Today, we will learn about Mae Jemison.

Mae Jemison

Born in Chicago, Jemison was fascinated by space since childhood, and inspired by characters such as Star Trek's Lt. Uhura. She graduated from high school at age 16, and attended Stanford University, where she received degrees in chemical engineering & African American Studies.  

She then attended Cornell Medical School, where she earned an M.D. After an impressive medical career working at a Cambodian refugee camp, the Flying Doctors, the LA County Medical Center, and the Peace Corps, she returned to the US to settle in Los Angeles.  

After applying to NASA's Astronaut program in 1987, Jemison was chosen out of over 2,000 applicants to undergo astronaut training with 14 others.

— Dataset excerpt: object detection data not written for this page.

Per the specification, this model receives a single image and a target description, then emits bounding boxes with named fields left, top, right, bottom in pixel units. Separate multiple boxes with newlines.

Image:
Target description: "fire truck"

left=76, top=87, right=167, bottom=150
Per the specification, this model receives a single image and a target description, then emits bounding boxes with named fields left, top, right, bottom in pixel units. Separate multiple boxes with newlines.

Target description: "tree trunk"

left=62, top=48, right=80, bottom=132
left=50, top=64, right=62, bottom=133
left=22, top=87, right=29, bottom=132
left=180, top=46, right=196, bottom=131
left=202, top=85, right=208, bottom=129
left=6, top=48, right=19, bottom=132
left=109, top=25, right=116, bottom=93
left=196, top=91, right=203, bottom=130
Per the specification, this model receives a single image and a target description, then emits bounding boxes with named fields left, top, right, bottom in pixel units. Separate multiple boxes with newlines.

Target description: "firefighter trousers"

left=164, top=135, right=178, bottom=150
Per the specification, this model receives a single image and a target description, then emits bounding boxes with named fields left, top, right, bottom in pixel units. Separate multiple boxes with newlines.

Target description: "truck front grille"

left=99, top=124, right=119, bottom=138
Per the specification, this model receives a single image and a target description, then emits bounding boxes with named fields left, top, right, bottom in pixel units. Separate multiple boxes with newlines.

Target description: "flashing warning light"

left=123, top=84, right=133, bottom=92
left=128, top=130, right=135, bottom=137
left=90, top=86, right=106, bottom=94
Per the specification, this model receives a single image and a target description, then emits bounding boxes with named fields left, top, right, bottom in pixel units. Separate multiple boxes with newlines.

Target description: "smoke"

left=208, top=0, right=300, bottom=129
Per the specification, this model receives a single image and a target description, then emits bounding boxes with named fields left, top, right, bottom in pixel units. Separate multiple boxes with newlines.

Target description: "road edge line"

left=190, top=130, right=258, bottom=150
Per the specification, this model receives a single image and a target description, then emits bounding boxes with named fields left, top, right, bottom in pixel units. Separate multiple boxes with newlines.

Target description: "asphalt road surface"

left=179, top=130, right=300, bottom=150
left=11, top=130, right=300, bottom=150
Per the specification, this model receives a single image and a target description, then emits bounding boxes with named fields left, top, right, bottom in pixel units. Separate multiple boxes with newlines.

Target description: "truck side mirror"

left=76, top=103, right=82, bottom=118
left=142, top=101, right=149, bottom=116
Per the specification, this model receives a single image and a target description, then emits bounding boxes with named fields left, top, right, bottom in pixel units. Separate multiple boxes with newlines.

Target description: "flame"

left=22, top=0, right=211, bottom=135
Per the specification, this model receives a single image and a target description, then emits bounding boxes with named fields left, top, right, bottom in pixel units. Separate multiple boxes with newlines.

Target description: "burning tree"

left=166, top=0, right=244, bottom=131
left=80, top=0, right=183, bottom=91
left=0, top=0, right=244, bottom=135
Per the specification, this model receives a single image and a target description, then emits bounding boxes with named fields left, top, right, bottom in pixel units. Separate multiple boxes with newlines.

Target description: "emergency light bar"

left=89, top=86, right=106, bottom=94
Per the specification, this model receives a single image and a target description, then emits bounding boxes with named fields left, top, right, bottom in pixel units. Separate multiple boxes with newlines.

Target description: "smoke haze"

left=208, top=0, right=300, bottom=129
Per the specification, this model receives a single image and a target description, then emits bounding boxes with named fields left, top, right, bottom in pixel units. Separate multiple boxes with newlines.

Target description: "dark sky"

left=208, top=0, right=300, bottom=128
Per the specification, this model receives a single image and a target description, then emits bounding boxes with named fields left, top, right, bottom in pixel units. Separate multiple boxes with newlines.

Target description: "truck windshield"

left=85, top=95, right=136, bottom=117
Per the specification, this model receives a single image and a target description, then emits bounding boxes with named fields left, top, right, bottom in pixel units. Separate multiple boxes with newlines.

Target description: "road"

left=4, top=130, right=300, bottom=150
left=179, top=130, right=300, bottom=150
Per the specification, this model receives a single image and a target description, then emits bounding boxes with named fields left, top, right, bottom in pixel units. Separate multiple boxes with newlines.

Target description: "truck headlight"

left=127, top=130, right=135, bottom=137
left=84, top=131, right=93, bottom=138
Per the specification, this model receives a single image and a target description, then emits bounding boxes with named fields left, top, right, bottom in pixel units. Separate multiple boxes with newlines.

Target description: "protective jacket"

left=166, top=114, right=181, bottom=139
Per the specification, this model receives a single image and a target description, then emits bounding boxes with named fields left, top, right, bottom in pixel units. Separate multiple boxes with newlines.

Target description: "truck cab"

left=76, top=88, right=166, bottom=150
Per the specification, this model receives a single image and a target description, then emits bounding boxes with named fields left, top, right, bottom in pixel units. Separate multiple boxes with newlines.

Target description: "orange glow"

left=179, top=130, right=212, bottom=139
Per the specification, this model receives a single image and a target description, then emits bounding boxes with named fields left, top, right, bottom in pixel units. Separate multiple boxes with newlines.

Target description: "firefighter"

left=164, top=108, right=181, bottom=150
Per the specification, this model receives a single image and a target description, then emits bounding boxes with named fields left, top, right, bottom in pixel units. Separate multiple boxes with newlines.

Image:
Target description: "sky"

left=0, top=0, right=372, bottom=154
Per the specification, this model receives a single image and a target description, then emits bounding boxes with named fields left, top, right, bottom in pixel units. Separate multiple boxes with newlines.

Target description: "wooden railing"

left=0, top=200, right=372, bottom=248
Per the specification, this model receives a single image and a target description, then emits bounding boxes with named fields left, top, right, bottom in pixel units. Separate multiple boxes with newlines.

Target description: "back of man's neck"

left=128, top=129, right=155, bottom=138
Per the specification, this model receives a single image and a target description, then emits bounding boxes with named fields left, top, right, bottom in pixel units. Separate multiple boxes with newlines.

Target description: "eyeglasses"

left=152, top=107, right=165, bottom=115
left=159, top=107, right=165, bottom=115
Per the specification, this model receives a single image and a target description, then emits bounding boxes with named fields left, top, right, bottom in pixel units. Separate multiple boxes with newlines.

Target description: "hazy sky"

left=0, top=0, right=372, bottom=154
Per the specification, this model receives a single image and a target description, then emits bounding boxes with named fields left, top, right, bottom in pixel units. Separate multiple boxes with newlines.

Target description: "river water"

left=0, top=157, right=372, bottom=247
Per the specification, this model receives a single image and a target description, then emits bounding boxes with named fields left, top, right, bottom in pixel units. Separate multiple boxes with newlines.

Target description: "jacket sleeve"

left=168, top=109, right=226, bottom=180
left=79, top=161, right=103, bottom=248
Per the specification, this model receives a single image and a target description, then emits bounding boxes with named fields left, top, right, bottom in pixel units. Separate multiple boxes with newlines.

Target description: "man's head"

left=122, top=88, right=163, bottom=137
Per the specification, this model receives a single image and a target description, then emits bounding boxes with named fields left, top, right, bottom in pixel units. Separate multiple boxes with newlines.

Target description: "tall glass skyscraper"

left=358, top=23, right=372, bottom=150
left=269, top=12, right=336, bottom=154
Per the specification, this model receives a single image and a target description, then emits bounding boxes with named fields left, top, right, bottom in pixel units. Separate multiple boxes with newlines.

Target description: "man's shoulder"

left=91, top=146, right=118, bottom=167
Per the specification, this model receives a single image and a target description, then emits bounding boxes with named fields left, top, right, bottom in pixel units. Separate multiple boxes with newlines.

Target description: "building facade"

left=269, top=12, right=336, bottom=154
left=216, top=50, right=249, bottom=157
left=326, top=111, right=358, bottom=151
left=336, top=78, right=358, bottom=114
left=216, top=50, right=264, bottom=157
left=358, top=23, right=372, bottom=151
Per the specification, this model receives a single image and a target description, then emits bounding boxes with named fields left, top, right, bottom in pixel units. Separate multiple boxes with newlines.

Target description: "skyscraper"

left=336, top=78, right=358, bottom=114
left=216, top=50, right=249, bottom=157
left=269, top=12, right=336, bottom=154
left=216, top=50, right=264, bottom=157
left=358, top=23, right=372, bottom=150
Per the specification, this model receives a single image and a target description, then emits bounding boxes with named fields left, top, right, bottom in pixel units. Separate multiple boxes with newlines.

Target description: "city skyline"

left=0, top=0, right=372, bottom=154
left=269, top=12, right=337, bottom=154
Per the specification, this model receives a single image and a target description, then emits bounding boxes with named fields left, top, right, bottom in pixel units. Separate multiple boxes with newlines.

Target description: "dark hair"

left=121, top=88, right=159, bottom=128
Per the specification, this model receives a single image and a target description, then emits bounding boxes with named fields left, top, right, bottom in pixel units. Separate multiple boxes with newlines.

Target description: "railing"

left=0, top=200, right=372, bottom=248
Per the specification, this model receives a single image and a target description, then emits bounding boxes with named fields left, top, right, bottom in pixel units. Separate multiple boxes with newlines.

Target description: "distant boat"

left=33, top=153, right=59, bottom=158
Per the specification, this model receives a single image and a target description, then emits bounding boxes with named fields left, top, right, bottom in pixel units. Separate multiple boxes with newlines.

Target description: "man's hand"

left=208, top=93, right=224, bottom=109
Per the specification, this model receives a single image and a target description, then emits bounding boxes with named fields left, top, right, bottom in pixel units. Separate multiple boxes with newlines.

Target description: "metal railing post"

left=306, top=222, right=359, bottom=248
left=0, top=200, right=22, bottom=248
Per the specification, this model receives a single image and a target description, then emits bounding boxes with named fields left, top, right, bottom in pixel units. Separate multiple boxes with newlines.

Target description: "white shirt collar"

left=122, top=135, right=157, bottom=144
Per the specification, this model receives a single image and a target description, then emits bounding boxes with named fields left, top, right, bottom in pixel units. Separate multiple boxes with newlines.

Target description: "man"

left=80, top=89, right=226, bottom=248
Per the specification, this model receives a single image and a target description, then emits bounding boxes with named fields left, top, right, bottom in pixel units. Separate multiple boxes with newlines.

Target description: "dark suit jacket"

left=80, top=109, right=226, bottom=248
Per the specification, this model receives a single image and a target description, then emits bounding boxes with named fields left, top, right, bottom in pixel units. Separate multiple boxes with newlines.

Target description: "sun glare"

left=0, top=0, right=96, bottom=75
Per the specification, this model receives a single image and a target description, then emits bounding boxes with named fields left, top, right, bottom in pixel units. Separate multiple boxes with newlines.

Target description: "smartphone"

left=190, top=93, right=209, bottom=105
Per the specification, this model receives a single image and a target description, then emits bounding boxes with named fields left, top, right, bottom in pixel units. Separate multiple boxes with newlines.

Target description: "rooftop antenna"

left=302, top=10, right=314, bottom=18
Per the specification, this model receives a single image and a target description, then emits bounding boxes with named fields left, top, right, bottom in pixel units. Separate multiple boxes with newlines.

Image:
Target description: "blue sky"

Not only was she the first black woman to receive this honor, but this was the first training since the Challenger disaster.  

After a year of training, Jemison became the first black female astronaut, and in 1992, she was selected as a mission specialist on the Space Shuttle Endeavor, making her the first black woman to ever travel to space. She retired from NASA in 1993 to teach at Dartmouth.

Jemison founded her own company, the Jemison group, which encourages a love for science in students of all ages, and focuses on improving healthcare and technological access in developing companies. She is also an avid dancer, and speaks Russian, Japanese, Swahili, and English.

We here at the planetarium are awe-struck by Mae Jemison's many accomplishments, and are proud to celebrate the many things she has done to further scientific knowledge and increase equity in STEM.